Quatrième piège : le harcèlement, d’autant plus pernicieux qu’il est confondu avec… l’humour. Apprenez-leur à repérer les taquineries “répétitives”. Suggérez-leur de retirer de leur liste les individus “harceleurs” et malveillants envers certains copains.
Cinquième piège : la pensée “de masse”. Sur les réseaux sociaux, tout le monde hurle avec les loups et il est très difficile de faire entendre sa propre différence. Comment y remédier ? En développant leur esprit critique. C’est en continuant à communiquer avec eux qu’on leur permettra de prendre de la distance avec cette “pensée conformiste”, reine des réseaux sociaux.
Pourquoi nos ados font-ils sans cesse des selfies ?
Réponse d'Elsa Godart, psychanalyste et philosophe, auteur de Je selfie, donc je suis (Albin Michel).
Le selfie traduit l’évolution d’une société qui est passée du Logos grec (discours basé sur la raison et le langage) au culte de l’image éphémère. C’est ce que les Coréens ont baptisé le “pic speech”, le dialogue par l’image. Grâce au selfie, les ados expriment d’un clic leurs émotions, positives ou négatives, leurs amitiés nouvelles. Mais ce selfie, posté sur les réseaux sociaux, est toujours adressé aux autres et c’est en ce sens que cela nous questionne. Tout comme le “stade du miroir”, qui permet au bébé, entre 6 et 18 mois, de construire son irréductible individualité, le stade du selfie, chez l’ado, permet de prendre conscience de son “soi digital”, de son identité virtuelle et sociale.
Que cherchent les ados, sinon à recueillir le maximum de like et de commentaires élogieux ? En ce sens, le selfie est un beau booster d’estime de soi. En postant des images d’eux-mêmes, à un âge où l’on se sent “flottant”, où l’apparence physique change si vite qu’elle nous perd, on prend la mesure de son existence, on se teste, à travers différentes coiffures, différentes tenues... Et c’est constructif. C’est même créatif, au sens où l’on peut également se mettre en scène, travailler son image avec Photoshop, jouer sur les lumières, les couleurs. Les adolescents sont passés maîtres en ce genre de jeux !

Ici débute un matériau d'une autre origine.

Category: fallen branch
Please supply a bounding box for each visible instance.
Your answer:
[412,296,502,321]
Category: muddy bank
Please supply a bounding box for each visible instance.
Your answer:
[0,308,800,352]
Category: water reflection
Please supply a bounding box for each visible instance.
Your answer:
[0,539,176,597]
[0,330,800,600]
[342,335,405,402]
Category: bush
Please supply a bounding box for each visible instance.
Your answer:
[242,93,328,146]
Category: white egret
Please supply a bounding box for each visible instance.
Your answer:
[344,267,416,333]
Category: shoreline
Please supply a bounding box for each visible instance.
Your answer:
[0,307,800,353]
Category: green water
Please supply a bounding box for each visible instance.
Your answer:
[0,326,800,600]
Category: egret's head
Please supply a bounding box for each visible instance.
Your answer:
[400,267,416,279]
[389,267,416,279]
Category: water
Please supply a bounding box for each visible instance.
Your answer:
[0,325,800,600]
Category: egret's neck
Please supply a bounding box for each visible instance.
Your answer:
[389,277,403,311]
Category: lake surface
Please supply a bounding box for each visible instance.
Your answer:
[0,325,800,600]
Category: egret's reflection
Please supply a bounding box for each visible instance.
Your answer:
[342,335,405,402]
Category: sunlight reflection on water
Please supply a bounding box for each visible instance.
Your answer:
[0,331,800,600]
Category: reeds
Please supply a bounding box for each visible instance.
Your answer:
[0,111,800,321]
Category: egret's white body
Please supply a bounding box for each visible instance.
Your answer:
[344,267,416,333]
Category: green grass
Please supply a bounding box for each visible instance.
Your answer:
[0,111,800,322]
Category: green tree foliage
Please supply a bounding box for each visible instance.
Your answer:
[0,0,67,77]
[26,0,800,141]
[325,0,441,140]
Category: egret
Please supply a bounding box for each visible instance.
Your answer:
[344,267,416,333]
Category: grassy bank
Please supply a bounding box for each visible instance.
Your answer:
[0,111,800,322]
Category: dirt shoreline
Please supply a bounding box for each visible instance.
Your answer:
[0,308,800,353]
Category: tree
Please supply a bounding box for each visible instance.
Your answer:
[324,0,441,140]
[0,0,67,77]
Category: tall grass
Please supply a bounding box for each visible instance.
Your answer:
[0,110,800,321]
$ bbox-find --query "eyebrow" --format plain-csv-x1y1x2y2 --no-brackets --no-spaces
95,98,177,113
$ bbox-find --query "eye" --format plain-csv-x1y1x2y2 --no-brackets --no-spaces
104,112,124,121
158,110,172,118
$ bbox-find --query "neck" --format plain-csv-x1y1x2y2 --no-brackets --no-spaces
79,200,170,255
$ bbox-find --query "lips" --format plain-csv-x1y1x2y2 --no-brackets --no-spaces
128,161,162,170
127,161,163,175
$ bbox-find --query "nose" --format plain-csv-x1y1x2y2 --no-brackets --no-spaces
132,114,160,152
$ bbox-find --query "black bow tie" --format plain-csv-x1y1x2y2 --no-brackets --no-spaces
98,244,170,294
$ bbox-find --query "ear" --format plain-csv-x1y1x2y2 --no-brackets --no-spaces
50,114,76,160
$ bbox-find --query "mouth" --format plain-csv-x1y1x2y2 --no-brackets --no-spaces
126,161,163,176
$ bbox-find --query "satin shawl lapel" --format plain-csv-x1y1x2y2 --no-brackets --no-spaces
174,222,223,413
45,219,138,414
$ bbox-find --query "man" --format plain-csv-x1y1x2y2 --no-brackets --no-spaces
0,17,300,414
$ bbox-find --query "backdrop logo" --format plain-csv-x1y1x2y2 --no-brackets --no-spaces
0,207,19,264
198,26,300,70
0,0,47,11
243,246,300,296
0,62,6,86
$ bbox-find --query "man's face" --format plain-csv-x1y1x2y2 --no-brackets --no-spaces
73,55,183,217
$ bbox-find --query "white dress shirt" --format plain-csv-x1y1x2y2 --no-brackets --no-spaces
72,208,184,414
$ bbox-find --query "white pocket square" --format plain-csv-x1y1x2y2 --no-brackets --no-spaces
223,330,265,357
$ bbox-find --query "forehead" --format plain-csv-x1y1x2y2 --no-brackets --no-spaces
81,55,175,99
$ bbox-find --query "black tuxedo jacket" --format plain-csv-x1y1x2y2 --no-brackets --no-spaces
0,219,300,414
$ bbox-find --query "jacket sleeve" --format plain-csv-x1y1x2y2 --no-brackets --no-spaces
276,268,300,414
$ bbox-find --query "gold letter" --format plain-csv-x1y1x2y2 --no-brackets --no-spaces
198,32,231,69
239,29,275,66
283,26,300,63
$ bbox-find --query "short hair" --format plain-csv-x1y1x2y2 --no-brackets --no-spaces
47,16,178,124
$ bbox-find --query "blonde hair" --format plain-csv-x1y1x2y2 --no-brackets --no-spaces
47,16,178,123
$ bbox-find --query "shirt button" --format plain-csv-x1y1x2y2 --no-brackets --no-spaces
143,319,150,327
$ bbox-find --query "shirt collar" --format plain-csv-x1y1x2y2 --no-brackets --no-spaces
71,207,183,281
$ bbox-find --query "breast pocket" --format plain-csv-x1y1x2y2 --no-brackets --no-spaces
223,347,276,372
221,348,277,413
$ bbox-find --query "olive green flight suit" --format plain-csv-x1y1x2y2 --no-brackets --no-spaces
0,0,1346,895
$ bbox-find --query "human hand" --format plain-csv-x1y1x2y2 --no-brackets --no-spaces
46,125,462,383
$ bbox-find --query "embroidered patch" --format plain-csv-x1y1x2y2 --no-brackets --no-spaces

En revanche, attention à ne pas se laisser piéger. Je pense bien évidemment aux sextings (textos doublés de selfies sexy), mais aussi à l’addiction réelle aux selfies, comme ce jeune Britannique de 19 ans qui ne faisait plus rien d’autre que se prendre en photo. Sans en arriver là, certains ados deviennent dépendants du regard de l’autre, en calculant le nombre de like qu’ils récoltent. Parlons-en à nos enfants et aidons-les à s’apprécier autrement.